Первый раз Измаила поймали спустя три года после этой ночи. В 1928 году. Суд был в Измире, а отправили его в диярбакырскую тюрьму. Он просидел два года, вышел. В 1931 году его снова поймали. После суда отправили в тюрьму в Бурсу. Там Измаил познакомился с Нериман. В зале свиданий. Он стоял по одну сторону проволочного заграждения, она - по другую. Нериман приехала из Стамбула повидаться со своим старшим братом, бухгалтером банка Османом, севшим за растрату. Измаил разговаривает со своей матерью, которая стоит рядом с этой юной девушкой. Точнее говоря, кричит, чтобы можно было услышать его слова. По обеим сторонам заграждения толпятся люди и все кричат что есть мочи… Осман-бей указал рукой на Нериман и сказал Измаилу:
- Познакомься с моей сестрой.
Нериман улыбнулась своими черными глазами, еще не до конца утратившими детскость. Измаил помахал ей рукой. Мать Измаила прокричала:
- Мы с доченькой-ханым приехали из Стамбула на одном пароходе, доченька-ханым так уж помогала мне в автобусе, так помогала, благослови ее Аллах!
Нериман улыбнулась. Измаил крикнул:
- Спасибо вам, Нериман-ханым!
- Мы с доченькой-ханым остановились в одной гостинице. В одном номере.
Измаил улыбнулся Нериман. Осман-бей прокричал:
- Я возьму разрешение у начальника тюрьмы, в следующий раз встретимся в комнате главного надзирателя!
До конца свидания Нериман с Измаилом то и дело поглядывают друг на друга сквозь решетку краем глаза.
Измаил сидит в одной камере с Осман-беем. Вместе они съели все угощения, принесенные Нериман и матерью Измаила, - фисташковый лукум (не откуда-нибудь, а от самого "Хаджи Бекира"! - его принесла Нериман), колбаски (не откуда-нибудь, а от самого "Апик-оглу" - их тоже принесла Нериман), баклажанную долму на оливковом масле (ее принесла мать Измаила). В тот вечер Осман-бей, уплетая баклажанную долму, внезапно заговорил об Ахмеде:
- А наш Ахмед поесть любит, Измаил. (Это Осман-бей только что сам выдумал, ведь он не знает, что Измаил и Ахмед знакомы.) В Болу в то время не то что столовой, приличной закусочной-то не было, наш Ахмед все время говорил: "А вот ведь в Стамбуле славятся повара из Болу". Никогда не забуду, как однажды вечером, после того как мы опять осудили одного деревенского толстосума на десять лет, в комнатке над конюшней постоялого двора "Погонщик" я вытащил долму, которую приготовил своими собственными руками еще днем, так что и Ахмед, и Юсуф чуть рассудка не лишились от изумления.

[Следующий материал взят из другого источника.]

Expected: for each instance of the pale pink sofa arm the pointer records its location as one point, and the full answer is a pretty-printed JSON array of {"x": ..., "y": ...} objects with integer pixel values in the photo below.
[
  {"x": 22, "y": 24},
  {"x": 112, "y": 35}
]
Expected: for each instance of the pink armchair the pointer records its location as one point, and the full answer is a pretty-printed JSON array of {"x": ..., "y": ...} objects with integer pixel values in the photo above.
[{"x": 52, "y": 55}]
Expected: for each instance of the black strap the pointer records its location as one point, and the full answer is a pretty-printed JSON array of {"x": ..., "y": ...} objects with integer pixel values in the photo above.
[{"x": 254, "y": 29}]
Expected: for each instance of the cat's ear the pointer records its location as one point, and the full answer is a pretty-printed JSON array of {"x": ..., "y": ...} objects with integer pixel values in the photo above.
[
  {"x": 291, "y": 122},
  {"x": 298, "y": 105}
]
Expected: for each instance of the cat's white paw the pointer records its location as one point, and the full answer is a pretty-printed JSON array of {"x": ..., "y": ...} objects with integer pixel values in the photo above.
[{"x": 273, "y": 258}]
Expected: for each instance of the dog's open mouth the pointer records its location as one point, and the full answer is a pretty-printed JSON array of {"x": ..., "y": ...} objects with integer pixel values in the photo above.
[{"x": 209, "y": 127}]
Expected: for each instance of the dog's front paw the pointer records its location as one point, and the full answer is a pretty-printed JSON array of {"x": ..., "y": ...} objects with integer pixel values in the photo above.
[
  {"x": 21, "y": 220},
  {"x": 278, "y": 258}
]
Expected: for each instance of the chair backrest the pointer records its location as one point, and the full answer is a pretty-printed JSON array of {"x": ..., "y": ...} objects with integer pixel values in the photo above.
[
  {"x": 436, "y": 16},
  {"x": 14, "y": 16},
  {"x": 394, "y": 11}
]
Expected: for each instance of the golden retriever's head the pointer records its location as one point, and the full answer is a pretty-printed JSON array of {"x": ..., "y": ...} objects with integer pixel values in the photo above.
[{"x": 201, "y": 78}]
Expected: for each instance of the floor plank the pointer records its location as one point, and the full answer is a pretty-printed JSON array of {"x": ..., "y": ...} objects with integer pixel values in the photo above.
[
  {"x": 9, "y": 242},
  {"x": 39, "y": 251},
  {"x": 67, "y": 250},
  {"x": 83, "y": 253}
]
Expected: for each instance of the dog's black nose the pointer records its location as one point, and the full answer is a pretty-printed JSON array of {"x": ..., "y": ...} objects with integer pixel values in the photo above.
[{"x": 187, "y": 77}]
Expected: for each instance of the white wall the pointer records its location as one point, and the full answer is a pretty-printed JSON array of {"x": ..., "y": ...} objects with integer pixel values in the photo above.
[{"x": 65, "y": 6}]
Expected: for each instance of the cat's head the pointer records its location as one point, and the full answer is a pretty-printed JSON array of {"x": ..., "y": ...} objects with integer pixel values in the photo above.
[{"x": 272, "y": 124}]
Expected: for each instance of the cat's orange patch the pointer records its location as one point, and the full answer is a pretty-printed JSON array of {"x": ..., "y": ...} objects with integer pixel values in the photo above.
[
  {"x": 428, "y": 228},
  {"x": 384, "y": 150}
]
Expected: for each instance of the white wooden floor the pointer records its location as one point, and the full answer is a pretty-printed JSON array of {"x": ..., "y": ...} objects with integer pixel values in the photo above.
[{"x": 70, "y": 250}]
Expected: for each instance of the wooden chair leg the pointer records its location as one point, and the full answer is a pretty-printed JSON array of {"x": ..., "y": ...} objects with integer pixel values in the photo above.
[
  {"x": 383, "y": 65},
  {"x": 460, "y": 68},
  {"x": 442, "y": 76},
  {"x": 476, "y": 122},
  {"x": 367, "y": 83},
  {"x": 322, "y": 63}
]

Измаил теперь всякий раз, когда слышал от Осман-бея те же рассказы, которые некогда уже слышал в Измире от Ахмеда, внезапно, самому было не понятно почему, грустнел.
Шесть дней спустя им разрешили свидание в комнате главного надзирателя.
В комнате главного надзирателя стоит железная койка, покрытая казенным одеялом, письменный стол, черная рваная клеенка на котором вся пестрит чернильными пятнами, и три табуретки. На стене висит фалака.
Мать Измаила с Нериман сидят на табуретках, Измаил с Осман-беем сели на койку. Свидание им разрешили на час. Осман-бей рассказывал различные истории: "Когда я был в Германии, в Берлине однажды вечером коммунисты-"спартаковцы"…"; спрашивал у Нериман, как идут дела в школе (Нериман была в Стамбуле учительницей начальных классов), и хвалил Измаила его матери; "Я этих социалистов давно знаю, сам в свое время был замешан в этом деле, не волнуйся, тетушка, это честные ребята, когда-нибудь, как бы то ни было…" - и говорил другие тому подобные вещи.
Нериман говорила очень мало. Голос у нее довольно низкий, совершенно не соответствует ее глазам, не утратившим детскость. Матери Измаила очень понравился Осман-бей. Нериман с Измаилом не обменялись за все время ни словом.
Два месяца спустя Нериман приехала снова. На встречу с Осман-беем попросила позвать и Измаила. Они обменялись несколькими словами, надрываясь от крика. Нериман спросила у Измаила о его матери. А Измаил спросил Нериман, когда в школе начинаются экзамены. Осман-бей сказал, что на десятилетие Республики обязательно объявят амнистию.
- Теперь в Стамбуле Измаил каждый день будет бывать у нас. Теперь у тебя, Нериман, есть еще один старший брат.
Нериман спросила:
- Разве вы не поедете в Манису, к вашей матушке, Измаил-бей?
- Если нас выпустят, то, конечно, поеду повидать ее, но останусь в Стамбуле.